To put it into perspective, the tensor cores deliver about 2,000 TFLOPs of FP8, and half that for FP16, and this is all tensor FMA/MAC (comprising the bulk of compute for AI workloads). The CUDA cores -- the rest of the GPU -- deliver more in the 70 TFLOP range.

So if data centres are buying nvidia hardware for AI, they already are buying focused TPU chips that almost incidentally have some other hardware that can do some other stuff.

I mean, GPUs still have a lot of non-tensor general uses in the sciences, finance, etc, and TPUs don't touch that, but yes a lot of nvidia GPUs are being sold as a focused TPU-like chip.

sorenjan 6 hours ago | parent [-]

Is it the Cuda cores that run the vertex/fragment/etc shaders in normal GPUs? Where does the ray tracing units fit in? How much of a modern Nvidia GPU is general purpose vs specialized to graphics pipelines?

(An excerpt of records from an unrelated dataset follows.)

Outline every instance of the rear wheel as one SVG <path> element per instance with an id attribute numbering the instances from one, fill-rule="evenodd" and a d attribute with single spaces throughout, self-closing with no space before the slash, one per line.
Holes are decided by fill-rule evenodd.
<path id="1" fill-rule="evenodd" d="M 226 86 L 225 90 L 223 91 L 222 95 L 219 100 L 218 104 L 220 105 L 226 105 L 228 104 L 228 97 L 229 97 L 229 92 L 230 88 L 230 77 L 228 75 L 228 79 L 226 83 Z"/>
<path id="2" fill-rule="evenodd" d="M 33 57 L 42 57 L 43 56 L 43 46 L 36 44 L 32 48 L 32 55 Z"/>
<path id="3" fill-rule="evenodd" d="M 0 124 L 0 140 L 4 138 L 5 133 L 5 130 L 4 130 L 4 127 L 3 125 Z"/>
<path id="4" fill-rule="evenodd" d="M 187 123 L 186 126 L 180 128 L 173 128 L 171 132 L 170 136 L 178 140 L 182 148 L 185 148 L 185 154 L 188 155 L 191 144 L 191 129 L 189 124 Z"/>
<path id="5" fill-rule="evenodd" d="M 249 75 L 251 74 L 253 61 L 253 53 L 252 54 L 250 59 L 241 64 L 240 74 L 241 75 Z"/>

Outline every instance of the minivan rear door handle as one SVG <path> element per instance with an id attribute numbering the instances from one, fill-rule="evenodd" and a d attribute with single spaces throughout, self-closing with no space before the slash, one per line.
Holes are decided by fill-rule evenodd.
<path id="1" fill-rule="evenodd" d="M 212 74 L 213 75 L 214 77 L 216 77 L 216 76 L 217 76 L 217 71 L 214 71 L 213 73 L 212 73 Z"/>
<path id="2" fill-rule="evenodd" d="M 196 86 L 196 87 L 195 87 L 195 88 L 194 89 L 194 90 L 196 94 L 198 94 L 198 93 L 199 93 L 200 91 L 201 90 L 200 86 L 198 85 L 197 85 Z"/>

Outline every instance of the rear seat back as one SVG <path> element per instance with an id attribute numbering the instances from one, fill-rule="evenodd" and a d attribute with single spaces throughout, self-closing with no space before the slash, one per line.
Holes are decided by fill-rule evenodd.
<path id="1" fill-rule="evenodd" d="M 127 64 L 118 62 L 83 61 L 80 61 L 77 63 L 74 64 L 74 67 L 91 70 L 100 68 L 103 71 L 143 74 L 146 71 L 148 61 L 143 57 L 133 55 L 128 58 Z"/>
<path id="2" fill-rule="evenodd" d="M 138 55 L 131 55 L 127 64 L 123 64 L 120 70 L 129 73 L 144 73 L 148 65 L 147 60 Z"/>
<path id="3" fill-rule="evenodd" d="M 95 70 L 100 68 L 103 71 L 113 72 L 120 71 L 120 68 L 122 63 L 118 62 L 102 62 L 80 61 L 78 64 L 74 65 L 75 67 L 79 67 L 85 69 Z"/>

qcnguy 9 minutes ago | parent [-]

A datacenter GPU has next to nothing left related to graphics. You can't use them to render graphics. It's a pure computational kernel machine.

sofixa 6 hours ago | parent | prev [-]

> what prevents Nvidia from doing the same thing and iterating on their more general-purpose GPU towards a more focused TPU-like chip as well, if that turns out to be what the market really wants.

Nothing prevents them per se, but it would risk cannibalising their highly profitable (IIRC 50% margin) higher end cards.